We contacted the authors of the remaining 17 studies to request unpublished quantitative physical activity data; however, little additional usable information was obtained, as many of these studies used qualitative categories to assess physical activity. The inclusion of only the 9 studies for quantitative analyses was unlikely to have biased results, since these 9 studies appeared representative of the broader group of 26 eligible studies. In initial analyses comparing “high” versus “low” physical activity, which included all 26 studies, findings were similar to those including only the 9 studies. Further, in comparing our findings with previous reviews, which quantified only the magnitude of lower relative risks but not the amount of physical activity required, the results are comparable. Our comparison of “high” versus “low” physical activity yielded a relative risk of 0.75 for CHD, similar in magnitude to several past reviews.2, 3, 7, 8
In conclusion, the present study provides quantitative data supporting the 2008 Physical Activity Guidelines for Americans which recommends the equivalent of 150 min/week of moderate-intensity physical activity for health, and 300 min/week for additional health benefits, as well as encouraging any amount of activity for those unable to meet the minimum. Future studies that quantitatively assess the dose-response relation between LTPA, as well as other types and features of physical activity, and CHD risk will help clarify the upper end of the dose-response curve and enable additional quantitative evaluations in future reviews, such as exploring potential differences by age and race. Additionally, individual participant meta-analyses conducted via collaboration among research groups, though resource intensive, can make use of existing studies to further clarify dose-response relationships.51
Physical activity clearly has been shown to decrease the risk of developing coronary heart disease (CHD). However, the dose-response relation (How much activity is needed? What level of risk reduction is associated with specified levels of activity? Does the risk continue to decrease at higher levels of activity?) is less clear. This is the first meta-analysis of epidemiologic studies to quantify the dose-response relation, examining both the specific amounts of physical activity and associated risk reductions for CHD (previous meta-analyses have quantified only risk reductions, but not the specific doses of activity required).
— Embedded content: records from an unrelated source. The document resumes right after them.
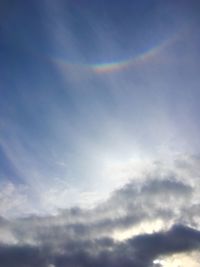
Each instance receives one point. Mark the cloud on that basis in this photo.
(137, 251)
(151, 217)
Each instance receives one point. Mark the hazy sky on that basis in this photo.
(99, 133)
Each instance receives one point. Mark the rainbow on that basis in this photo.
(101, 68)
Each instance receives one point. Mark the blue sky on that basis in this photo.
(97, 96)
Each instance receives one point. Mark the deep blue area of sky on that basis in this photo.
(30, 83)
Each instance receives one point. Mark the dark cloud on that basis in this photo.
(86, 237)
(138, 251)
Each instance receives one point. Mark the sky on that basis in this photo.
(99, 133)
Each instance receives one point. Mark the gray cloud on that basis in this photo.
(88, 237)
(137, 251)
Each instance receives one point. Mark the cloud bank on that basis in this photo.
(154, 217)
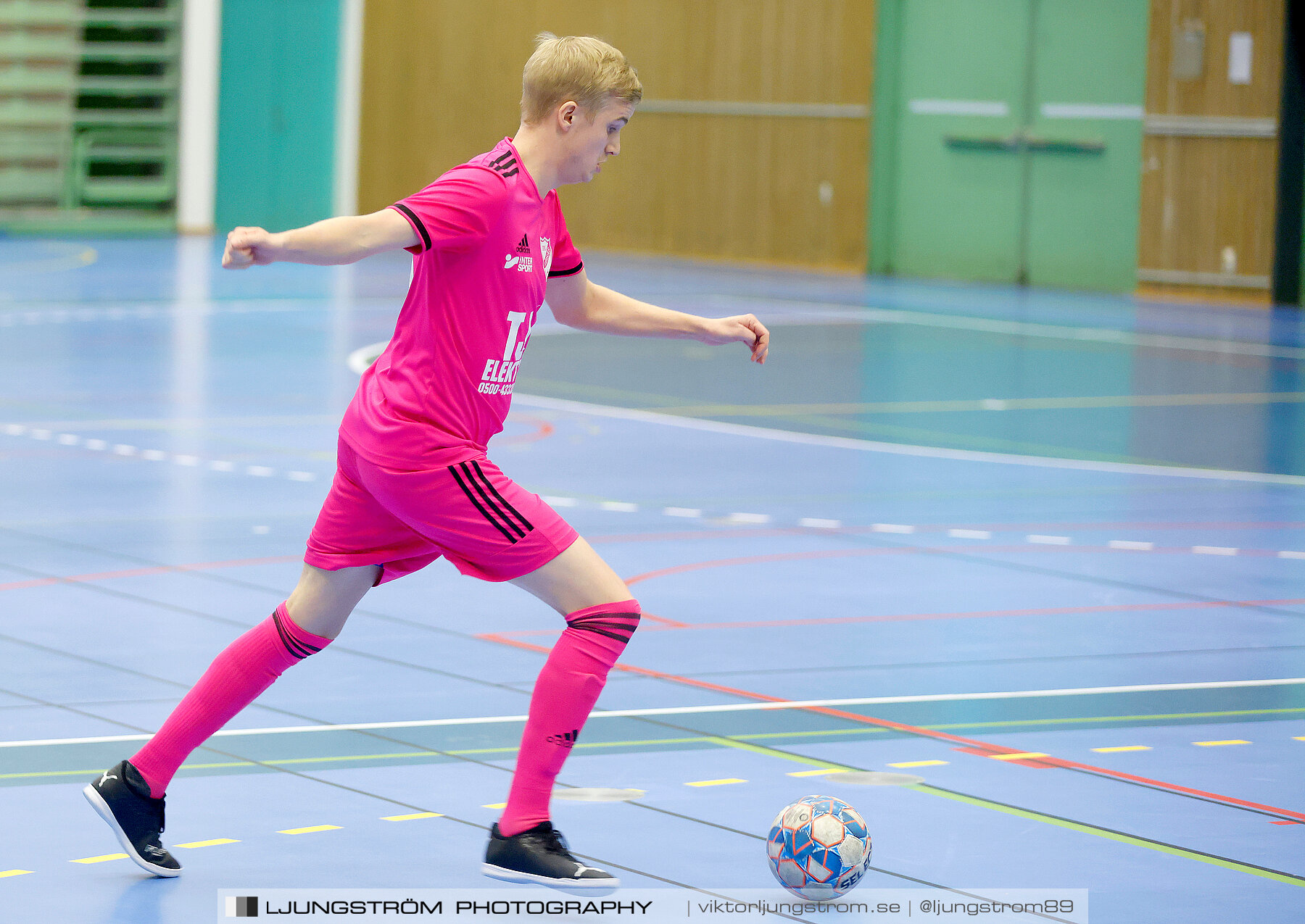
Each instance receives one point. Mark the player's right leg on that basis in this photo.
(130, 796)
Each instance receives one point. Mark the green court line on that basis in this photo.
(1039, 816)
(737, 741)
(808, 761)
(1112, 836)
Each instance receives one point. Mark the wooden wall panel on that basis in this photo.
(442, 83)
(1201, 195)
(1220, 193)
(1213, 93)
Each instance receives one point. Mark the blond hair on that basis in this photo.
(579, 68)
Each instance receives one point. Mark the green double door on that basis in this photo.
(1016, 140)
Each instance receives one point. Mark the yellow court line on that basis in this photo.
(1122, 746)
(717, 782)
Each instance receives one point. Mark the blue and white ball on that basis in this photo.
(819, 847)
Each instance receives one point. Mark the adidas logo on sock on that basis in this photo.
(566, 739)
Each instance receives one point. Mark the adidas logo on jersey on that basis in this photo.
(566, 739)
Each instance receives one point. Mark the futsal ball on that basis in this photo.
(819, 847)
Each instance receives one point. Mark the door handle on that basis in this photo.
(1021, 141)
(985, 143)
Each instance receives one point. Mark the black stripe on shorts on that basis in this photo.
(471, 496)
(502, 500)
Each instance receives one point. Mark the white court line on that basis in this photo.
(691, 710)
(1021, 328)
(897, 448)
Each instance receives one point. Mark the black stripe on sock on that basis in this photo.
(294, 646)
(502, 499)
(602, 632)
(489, 500)
(600, 624)
(610, 620)
(573, 270)
(420, 228)
(509, 537)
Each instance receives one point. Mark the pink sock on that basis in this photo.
(564, 694)
(235, 678)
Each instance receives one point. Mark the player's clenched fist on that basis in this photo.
(248, 247)
(742, 329)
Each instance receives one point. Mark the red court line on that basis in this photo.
(910, 550)
(985, 746)
(141, 572)
(974, 614)
(543, 430)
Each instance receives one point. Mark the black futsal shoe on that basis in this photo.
(122, 798)
(539, 855)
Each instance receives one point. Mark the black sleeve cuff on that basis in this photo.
(573, 270)
(417, 223)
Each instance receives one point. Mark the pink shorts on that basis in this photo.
(470, 513)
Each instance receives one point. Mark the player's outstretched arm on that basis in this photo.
(580, 303)
(326, 243)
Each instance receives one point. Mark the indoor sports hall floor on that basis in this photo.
(937, 517)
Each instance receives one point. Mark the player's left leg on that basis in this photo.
(600, 617)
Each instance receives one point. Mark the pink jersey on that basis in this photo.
(487, 247)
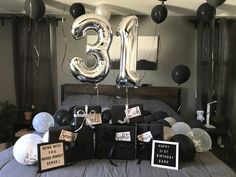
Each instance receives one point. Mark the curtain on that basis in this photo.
(32, 64)
(216, 76)
(211, 56)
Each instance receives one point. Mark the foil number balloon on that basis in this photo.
(99, 49)
(128, 32)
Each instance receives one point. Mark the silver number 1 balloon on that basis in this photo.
(128, 32)
(98, 50)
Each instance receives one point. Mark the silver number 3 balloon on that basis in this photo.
(98, 50)
(127, 30)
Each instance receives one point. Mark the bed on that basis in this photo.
(154, 99)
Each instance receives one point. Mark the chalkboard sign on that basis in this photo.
(51, 156)
(165, 154)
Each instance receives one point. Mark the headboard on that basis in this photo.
(170, 95)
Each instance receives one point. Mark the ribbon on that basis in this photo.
(85, 115)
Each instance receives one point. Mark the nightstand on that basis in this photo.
(220, 142)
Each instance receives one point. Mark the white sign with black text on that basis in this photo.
(165, 154)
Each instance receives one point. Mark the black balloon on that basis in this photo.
(215, 3)
(181, 74)
(187, 149)
(160, 115)
(76, 10)
(71, 110)
(206, 12)
(106, 116)
(194, 123)
(63, 117)
(35, 9)
(159, 13)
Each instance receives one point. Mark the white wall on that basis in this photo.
(7, 83)
(178, 46)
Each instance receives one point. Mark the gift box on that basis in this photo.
(78, 146)
(135, 114)
(115, 142)
(80, 114)
(145, 134)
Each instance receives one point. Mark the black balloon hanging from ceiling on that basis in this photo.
(159, 13)
(181, 74)
(62, 117)
(35, 9)
(76, 10)
(206, 12)
(215, 3)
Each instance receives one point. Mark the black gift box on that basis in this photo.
(144, 149)
(118, 114)
(79, 120)
(81, 149)
(108, 147)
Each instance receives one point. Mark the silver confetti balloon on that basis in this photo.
(128, 32)
(98, 50)
(201, 139)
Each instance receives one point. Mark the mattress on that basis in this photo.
(204, 165)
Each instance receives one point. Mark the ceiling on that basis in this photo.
(121, 7)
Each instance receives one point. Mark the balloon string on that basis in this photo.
(64, 38)
(97, 89)
(127, 97)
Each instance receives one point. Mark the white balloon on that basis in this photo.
(170, 120)
(25, 149)
(201, 139)
(46, 137)
(103, 10)
(181, 128)
(42, 121)
(168, 133)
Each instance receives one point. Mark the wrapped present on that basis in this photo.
(90, 115)
(78, 146)
(132, 114)
(145, 134)
(115, 142)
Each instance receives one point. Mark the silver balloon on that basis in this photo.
(170, 120)
(128, 32)
(215, 3)
(181, 128)
(201, 139)
(103, 10)
(98, 50)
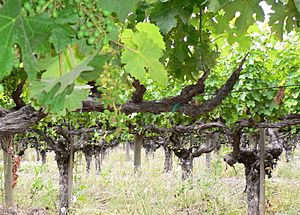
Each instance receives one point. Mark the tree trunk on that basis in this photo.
(262, 172)
(37, 154)
(138, 141)
(8, 176)
(252, 189)
(43, 155)
(187, 167)
(207, 161)
(97, 162)
(168, 160)
(65, 172)
(88, 160)
(127, 146)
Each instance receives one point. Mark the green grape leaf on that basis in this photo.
(27, 32)
(97, 63)
(61, 37)
(153, 33)
(142, 53)
(247, 9)
(52, 92)
(121, 7)
(216, 5)
(165, 17)
(283, 14)
(297, 4)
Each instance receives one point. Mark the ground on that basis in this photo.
(117, 190)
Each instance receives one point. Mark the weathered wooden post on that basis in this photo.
(262, 172)
(138, 141)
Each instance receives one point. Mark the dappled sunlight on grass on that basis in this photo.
(118, 190)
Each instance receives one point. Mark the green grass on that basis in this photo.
(117, 190)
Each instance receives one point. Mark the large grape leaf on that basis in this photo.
(247, 9)
(165, 14)
(121, 7)
(27, 32)
(285, 17)
(142, 52)
(55, 92)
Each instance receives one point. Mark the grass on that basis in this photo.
(117, 190)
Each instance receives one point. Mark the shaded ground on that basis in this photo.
(30, 211)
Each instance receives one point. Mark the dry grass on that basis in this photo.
(117, 190)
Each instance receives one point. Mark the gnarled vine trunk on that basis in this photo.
(44, 156)
(138, 141)
(127, 148)
(252, 189)
(65, 168)
(8, 175)
(168, 160)
(98, 161)
(186, 166)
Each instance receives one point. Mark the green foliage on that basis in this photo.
(122, 12)
(143, 49)
(25, 32)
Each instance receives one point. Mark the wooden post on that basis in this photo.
(127, 147)
(262, 172)
(138, 140)
(70, 171)
(8, 176)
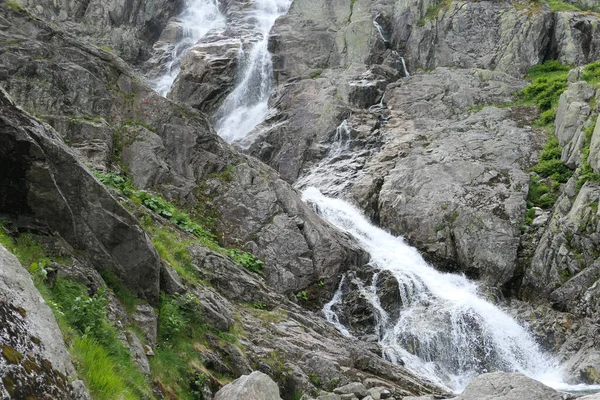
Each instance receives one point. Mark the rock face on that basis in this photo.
(128, 29)
(174, 150)
(46, 187)
(34, 362)
(507, 386)
(256, 386)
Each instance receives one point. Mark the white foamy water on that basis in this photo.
(446, 332)
(198, 18)
(247, 105)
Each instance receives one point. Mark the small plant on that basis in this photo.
(15, 5)
(259, 305)
(246, 260)
(302, 295)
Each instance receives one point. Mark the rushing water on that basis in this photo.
(445, 332)
(198, 18)
(247, 105)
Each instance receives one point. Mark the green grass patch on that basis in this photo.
(591, 73)
(548, 82)
(586, 173)
(168, 243)
(102, 361)
(177, 364)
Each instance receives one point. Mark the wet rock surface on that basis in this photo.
(34, 362)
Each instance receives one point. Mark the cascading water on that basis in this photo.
(247, 106)
(445, 331)
(198, 18)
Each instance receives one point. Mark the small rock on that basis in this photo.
(355, 388)
(256, 386)
(147, 320)
(170, 282)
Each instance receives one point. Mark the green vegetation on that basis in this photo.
(548, 82)
(101, 359)
(317, 73)
(169, 243)
(433, 10)
(246, 260)
(591, 73)
(302, 295)
(15, 5)
(586, 173)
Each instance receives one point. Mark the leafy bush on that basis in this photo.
(246, 260)
(591, 72)
(548, 82)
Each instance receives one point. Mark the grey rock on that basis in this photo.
(355, 388)
(571, 114)
(129, 29)
(147, 320)
(256, 386)
(49, 184)
(170, 282)
(138, 354)
(329, 397)
(591, 397)
(507, 386)
(32, 348)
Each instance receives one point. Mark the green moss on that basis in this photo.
(102, 360)
(433, 10)
(586, 173)
(548, 82)
(11, 355)
(182, 337)
(559, 5)
(315, 379)
(15, 5)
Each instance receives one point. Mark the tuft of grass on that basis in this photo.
(548, 82)
(247, 260)
(182, 334)
(168, 243)
(591, 73)
(101, 359)
(586, 173)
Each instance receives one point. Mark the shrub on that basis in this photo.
(246, 260)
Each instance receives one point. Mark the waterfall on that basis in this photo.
(404, 66)
(198, 18)
(445, 332)
(334, 172)
(247, 105)
(380, 31)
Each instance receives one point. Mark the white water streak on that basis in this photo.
(247, 106)
(198, 18)
(446, 332)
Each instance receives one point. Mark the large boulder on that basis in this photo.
(172, 149)
(45, 186)
(34, 362)
(256, 386)
(507, 386)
We found that individuals who engaged in the equivalent of 150 min/week of moderate-intensity leisure-time physical activity (corresponding to the minimum amount recommended by the 2008 US federal guidelines) had a 14% lower CHD risk, compared with those reporting no LTPA. Those engaging in the equivalent of 300 min/week of moderate-intensity leisure-time activity had a 20% lower risk. At higher levels of physical activity, relative risks were modestly lower; for example, at five times the minimum recommended, there was a 25% lower risk. Persons who were physically active at levels lower than the minimum amount recommended also had a significantly lower risk of CHD. These findings provide quantitative data that support the 2008 US physical activity guidelines. They indicate that the “biggest bang for the buck” for CHD risk reduction occurs at the lower end of the activity spectrum: very modest, achievable levels of physical activity.